Inalum yang 100% sahamnya dimiliki pemerintah itu juga berencana membangun pabrik baterai lithium-ion di dekat dua tambang nikel milik PT Aneka Tambang Tbk (Antam) di Halmahera Timur dan di Sulawesi Tenggara. Pembangunan pabrik itu agar Indonesia bisa berkompetisi di pasar baterai kendaraan listrik dunia yang saat ini sebesar 27,9% dikuasai Tiongkok.

Inalum pun akan fokus terhadap nikel sebagai core business dengan membangun ekosistem pengembangan industri jenis mineral ini, demi hilirisasi produk dalam negeri serta membuka peluang untuk bekerja sama.

Sayangnya, Inalum belum mau membagi perkiraan kontribusi Vale Indonesia terhadap pendapatan Inalum dengan rampungnya akuisisi ini. "Terkait kontribusi pasti ada. Namun jumlahnya tergantung kinerja dan untuk proyeksi tidak dapat dibuka karena Vale Indonesia perusahaan publik," kata Senior Vice President Corporate Secretary Inalum Rendi Witular.

Adapun, proses akuisisi 20% saham Vale Indonesia oleh Inalum dilakukan pada Rabu (7/10). Nilai penjualan dan pengalihan 20% (1,98 miliar) saham Vale ini sebesar Rp 5,52 triliun, atau Rp 2.780 per saham. Adapun harga saham Vale yang diperdagangkan di Bursa Efek Indonesia pada 7 Oktober 2020 tercatat Rp 3.440 per saham.
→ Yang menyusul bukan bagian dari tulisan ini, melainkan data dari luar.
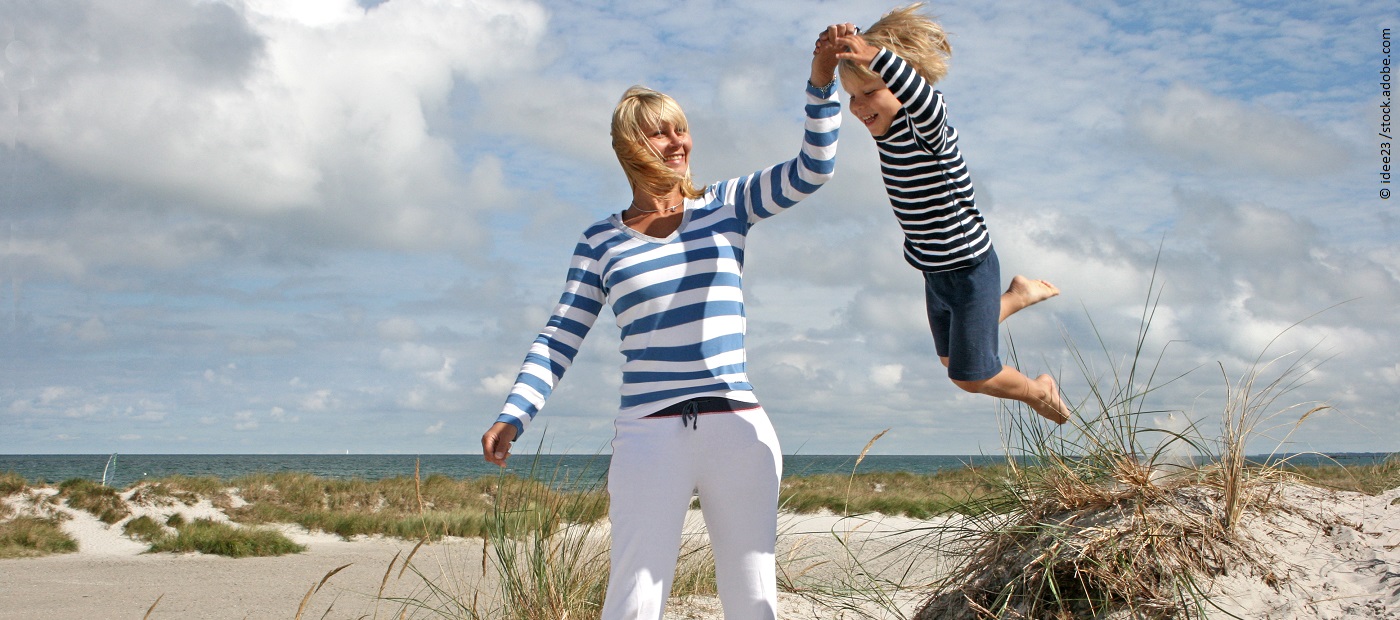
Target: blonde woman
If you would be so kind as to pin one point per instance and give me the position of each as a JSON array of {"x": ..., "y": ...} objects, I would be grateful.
[{"x": 671, "y": 268}]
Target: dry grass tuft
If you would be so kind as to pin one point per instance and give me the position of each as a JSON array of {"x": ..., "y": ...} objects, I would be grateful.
[{"x": 1102, "y": 522}]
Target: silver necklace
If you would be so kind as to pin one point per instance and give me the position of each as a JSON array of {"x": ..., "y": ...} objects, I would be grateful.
[{"x": 658, "y": 209}]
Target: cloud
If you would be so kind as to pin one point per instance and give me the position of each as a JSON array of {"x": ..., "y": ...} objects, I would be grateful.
[
  {"x": 321, "y": 119},
  {"x": 1208, "y": 130}
]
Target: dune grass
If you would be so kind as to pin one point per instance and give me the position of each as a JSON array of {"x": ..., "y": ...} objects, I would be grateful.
[
  {"x": 11, "y": 483},
  {"x": 93, "y": 497},
  {"x": 892, "y": 493},
  {"x": 1369, "y": 479},
  {"x": 223, "y": 539},
  {"x": 32, "y": 536}
]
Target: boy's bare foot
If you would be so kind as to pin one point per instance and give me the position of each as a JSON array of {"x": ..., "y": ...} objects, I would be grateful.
[
  {"x": 1050, "y": 406},
  {"x": 1025, "y": 291}
]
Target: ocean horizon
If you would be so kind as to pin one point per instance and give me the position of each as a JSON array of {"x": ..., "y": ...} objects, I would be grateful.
[{"x": 123, "y": 469}]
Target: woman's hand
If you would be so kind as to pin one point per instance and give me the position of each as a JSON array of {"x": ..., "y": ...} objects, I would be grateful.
[
  {"x": 496, "y": 442},
  {"x": 856, "y": 49},
  {"x": 823, "y": 53}
]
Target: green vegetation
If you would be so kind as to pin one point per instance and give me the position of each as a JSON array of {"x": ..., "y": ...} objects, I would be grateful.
[
  {"x": 31, "y": 536},
  {"x": 401, "y": 507},
  {"x": 223, "y": 539},
  {"x": 88, "y": 496},
  {"x": 11, "y": 483},
  {"x": 144, "y": 529},
  {"x": 892, "y": 493},
  {"x": 1369, "y": 479}
]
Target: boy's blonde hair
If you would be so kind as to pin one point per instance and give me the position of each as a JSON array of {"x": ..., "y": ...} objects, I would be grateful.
[
  {"x": 913, "y": 37},
  {"x": 640, "y": 111}
]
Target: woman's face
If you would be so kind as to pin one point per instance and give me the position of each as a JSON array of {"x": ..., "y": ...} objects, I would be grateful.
[{"x": 672, "y": 144}]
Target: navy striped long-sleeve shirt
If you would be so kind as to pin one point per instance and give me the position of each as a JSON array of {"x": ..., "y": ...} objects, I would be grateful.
[
  {"x": 926, "y": 177},
  {"x": 679, "y": 300}
]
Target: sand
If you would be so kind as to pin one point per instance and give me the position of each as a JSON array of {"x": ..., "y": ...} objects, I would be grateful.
[{"x": 1334, "y": 556}]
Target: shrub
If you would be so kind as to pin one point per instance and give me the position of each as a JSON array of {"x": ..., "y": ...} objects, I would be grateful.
[
  {"x": 31, "y": 536},
  {"x": 88, "y": 496},
  {"x": 11, "y": 483},
  {"x": 144, "y": 529},
  {"x": 223, "y": 539}
]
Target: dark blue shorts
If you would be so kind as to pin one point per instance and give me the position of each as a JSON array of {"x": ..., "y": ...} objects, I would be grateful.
[{"x": 963, "y": 311}]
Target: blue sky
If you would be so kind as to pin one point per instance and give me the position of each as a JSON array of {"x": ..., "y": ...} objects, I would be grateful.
[{"x": 317, "y": 227}]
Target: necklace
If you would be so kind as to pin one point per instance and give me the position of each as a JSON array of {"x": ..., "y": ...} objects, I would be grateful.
[{"x": 658, "y": 209}]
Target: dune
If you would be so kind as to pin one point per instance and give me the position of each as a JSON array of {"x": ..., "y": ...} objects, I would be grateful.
[{"x": 1330, "y": 556}]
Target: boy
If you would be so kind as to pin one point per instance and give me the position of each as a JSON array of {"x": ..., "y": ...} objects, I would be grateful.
[{"x": 889, "y": 72}]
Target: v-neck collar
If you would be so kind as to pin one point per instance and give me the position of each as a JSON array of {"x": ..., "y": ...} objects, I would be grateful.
[{"x": 685, "y": 217}]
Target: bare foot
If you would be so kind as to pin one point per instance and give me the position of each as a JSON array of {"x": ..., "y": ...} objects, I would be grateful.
[
  {"x": 1022, "y": 293},
  {"x": 1050, "y": 406}
]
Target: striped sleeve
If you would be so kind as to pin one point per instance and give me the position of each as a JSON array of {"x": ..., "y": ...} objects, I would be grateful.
[
  {"x": 921, "y": 102},
  {"x": 777, "y": 188},
  {"x": 556, "y": 346}
]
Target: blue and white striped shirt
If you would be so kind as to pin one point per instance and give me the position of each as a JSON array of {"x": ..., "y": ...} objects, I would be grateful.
[
  {"x": 926, "y": 177},
  {"x": 679, "y": 300}
]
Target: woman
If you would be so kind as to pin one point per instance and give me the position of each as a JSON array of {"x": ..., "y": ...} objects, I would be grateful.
[{"x": 671, "y": 268}]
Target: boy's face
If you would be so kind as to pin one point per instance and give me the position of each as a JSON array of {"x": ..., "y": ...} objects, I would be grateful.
[{"x": 872, "y": 104}]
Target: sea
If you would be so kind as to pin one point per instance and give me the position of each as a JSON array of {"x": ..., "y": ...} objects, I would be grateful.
[{"x": 122, "y": 470}]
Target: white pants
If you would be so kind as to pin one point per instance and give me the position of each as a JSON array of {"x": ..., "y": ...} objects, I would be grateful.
[{"x": 734, "y": 461}]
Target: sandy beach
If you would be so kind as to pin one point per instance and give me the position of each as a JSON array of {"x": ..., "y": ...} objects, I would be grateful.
[{"x": 1333, "y": 556}]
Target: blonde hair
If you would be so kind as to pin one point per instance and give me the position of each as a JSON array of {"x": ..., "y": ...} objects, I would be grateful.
[
  {"x": 912, "y": 37},
  {"x": 643, "y": 109}
]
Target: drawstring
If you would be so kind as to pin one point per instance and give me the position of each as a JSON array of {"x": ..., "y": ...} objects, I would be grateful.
[{"x": 690, "y": 410}]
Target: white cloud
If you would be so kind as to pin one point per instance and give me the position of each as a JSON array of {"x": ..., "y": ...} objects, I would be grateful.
[
  {"x": 399, "y": 328},
  {"x": 318, "y": 400},
  {"x": 245, "y": 421},
  {"x": 380, "y": 206},
  {"x": 413, "y": 357},
  {"x": 1211, "y": 130}
]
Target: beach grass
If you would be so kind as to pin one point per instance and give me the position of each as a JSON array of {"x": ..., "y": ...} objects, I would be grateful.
[
  {"x": 892, "y": 493},
  {"x": 11, "y": 483},
  {"x": 144, "y": 529},
  {"x": 402, "y": 507},
  {"x": 224, "y": 539},
  {"x": 34, "y": 536},
  {"x": 104, "y": 503},
  {"x": 1116, "y": 517},
  {"x": 1368, "y": 479}
]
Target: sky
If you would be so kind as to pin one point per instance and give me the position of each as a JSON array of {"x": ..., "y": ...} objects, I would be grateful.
[{"x": 325, "y": 226}]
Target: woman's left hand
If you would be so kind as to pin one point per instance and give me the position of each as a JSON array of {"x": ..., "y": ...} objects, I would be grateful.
[{"x": 823, "y": 53}]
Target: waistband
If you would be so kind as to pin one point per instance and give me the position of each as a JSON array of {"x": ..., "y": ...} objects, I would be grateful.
[{"x": 704, "y": 405}]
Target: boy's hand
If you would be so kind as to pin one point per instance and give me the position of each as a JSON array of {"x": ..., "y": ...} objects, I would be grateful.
[
  {"x": 856, "y": 49},
  {"x": 823, "y": 53}
]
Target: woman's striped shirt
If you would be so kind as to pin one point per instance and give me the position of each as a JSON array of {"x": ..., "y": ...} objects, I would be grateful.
[
  {"x": 679, "y": 300},
  {"x": 926, "y": 177}
]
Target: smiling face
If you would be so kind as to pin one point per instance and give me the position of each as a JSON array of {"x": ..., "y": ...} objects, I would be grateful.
[
  {"x": 872, "y": 104},
  {"x": 651, "y": 139},
  {"x": 672, "y": 144}
]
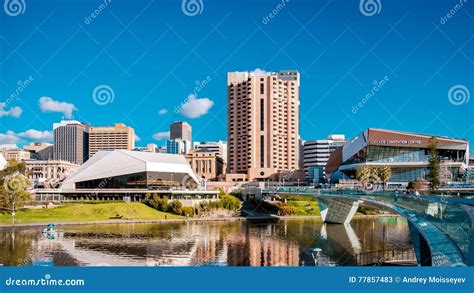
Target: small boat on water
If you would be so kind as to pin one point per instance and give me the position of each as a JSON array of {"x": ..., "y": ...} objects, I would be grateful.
[{"x": 50, "y": 231}]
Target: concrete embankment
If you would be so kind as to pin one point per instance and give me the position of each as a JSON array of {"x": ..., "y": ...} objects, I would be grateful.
[{"x": 255, "y": 218}]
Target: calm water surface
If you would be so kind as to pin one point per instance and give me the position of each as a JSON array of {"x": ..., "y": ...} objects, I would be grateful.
[{"x": 219, "y": 243}]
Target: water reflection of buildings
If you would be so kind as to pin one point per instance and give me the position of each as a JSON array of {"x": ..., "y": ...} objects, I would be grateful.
[{"x": 285, "y": 243}]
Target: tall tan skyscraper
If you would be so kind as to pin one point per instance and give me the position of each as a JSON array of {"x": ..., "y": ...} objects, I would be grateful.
[
  {"x": 181, "y": 130},
  {"x": 262, "y": 122},
  {"x": 106, "y": 138}
]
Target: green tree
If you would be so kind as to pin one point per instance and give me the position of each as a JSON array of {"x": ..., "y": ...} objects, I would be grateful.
[
  {"x": 163, "y": 204},
  {"x": 363, "y": 174},
  {"x": 175, "y": 207},
  {"x": 229, "y": 202},
  {"x": 14, "y": 187},
  {"x": 433, "y": 163},
  {"x": 385, "y": 173}
]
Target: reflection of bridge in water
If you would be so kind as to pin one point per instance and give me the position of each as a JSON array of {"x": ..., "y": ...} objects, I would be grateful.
[{"x": 442, "y": 229}]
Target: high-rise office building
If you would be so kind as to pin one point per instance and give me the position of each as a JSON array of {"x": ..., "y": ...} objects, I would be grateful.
[
  {"x": 40, "y": 150},
  {"x": 178, "y": 146},
  {"x": 263, "y": 122},
  {"x": 71, "y": 141},
  {"x": 181, "y": 130},
  {"x": 316, "y": 154},
  {"x": 218, "y": 147},
  {"x": 109, "y": 138}
]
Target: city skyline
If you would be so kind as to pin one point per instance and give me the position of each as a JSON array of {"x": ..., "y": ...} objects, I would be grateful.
[{"x": 69, "y": 64}]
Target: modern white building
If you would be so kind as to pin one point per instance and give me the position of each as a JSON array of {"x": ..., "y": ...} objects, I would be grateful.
[
  {"x": 316, "y": 154},
  {"x": 130, "y": 175},
  {"x": 130, "y": 169},
  {"x": 178, "y": 146},
  {"x": 49, "y": 173}
]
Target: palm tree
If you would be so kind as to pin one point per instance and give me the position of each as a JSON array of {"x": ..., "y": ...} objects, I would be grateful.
[
  {"x": 385, "y": 173},
  {"x": 363, "y": 174}
]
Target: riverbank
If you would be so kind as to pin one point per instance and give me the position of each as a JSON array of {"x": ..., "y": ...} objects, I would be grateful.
[
  {"x": 182, "y": 220},
  {"x": 87, "y": 212}
]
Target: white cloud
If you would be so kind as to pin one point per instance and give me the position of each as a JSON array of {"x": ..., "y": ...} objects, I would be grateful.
[
  {"x": 259, "y": 71},
  {"x": 13, "y": 112},
  {"x": 161, "y": 135},
  {"x": 37, "y": 135},
  {"x": 195, "y": 107},
  {"x": 47, "y": 104},
  {"x": 9, "y": 138}
]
Total 20% saham yang dijual dan dialihkan kepada Inalum masing-masing terdiri dari 14,9% milik Vale Canada Limited (VLC) dan 5,1% milik Sumitomo Metal Mining Co., Ltd. (SMM). Setelah transaksi ini, porsi kepemilikan VCL di Vale Indonesia 44,3% dan SMM 15,0%.

Kinerja Vale Semester I-2020

Di tengah banyaknya tantangan bisnis imbas pandemi Covid-19, kinerja Vale Indonesia masih bisa tumbuh. Sepanjang semester I tahun ini, produksi nikel dalam matte Vale mencapai 36.315 ton, naik 18% dibandingkan produksi pada periode yang sama tahun lalu 30.711 ton. 

“Dengan pencapaian ini kami yakin dapat mempertahankan tingkat produksi kami pada tahun 2020,” ujar Nico seperti dikutip dari keterbukaan informasi, Juli lalu.

Tahun ini, Vale menargetkan produksi tidak jauh berbeda daripada realisasi produksi tahun lalu. Adapun, INCO mencatatkan volume produksi sepanjang 2019 sebesar 71.025 ton, turun 5% dari capaian produksi 2018 sebesar 74.806 ton. Dengan capaian semester I, artinya dalam enam bulan Vale sudah merealisasikan 51% dari target tahun ini.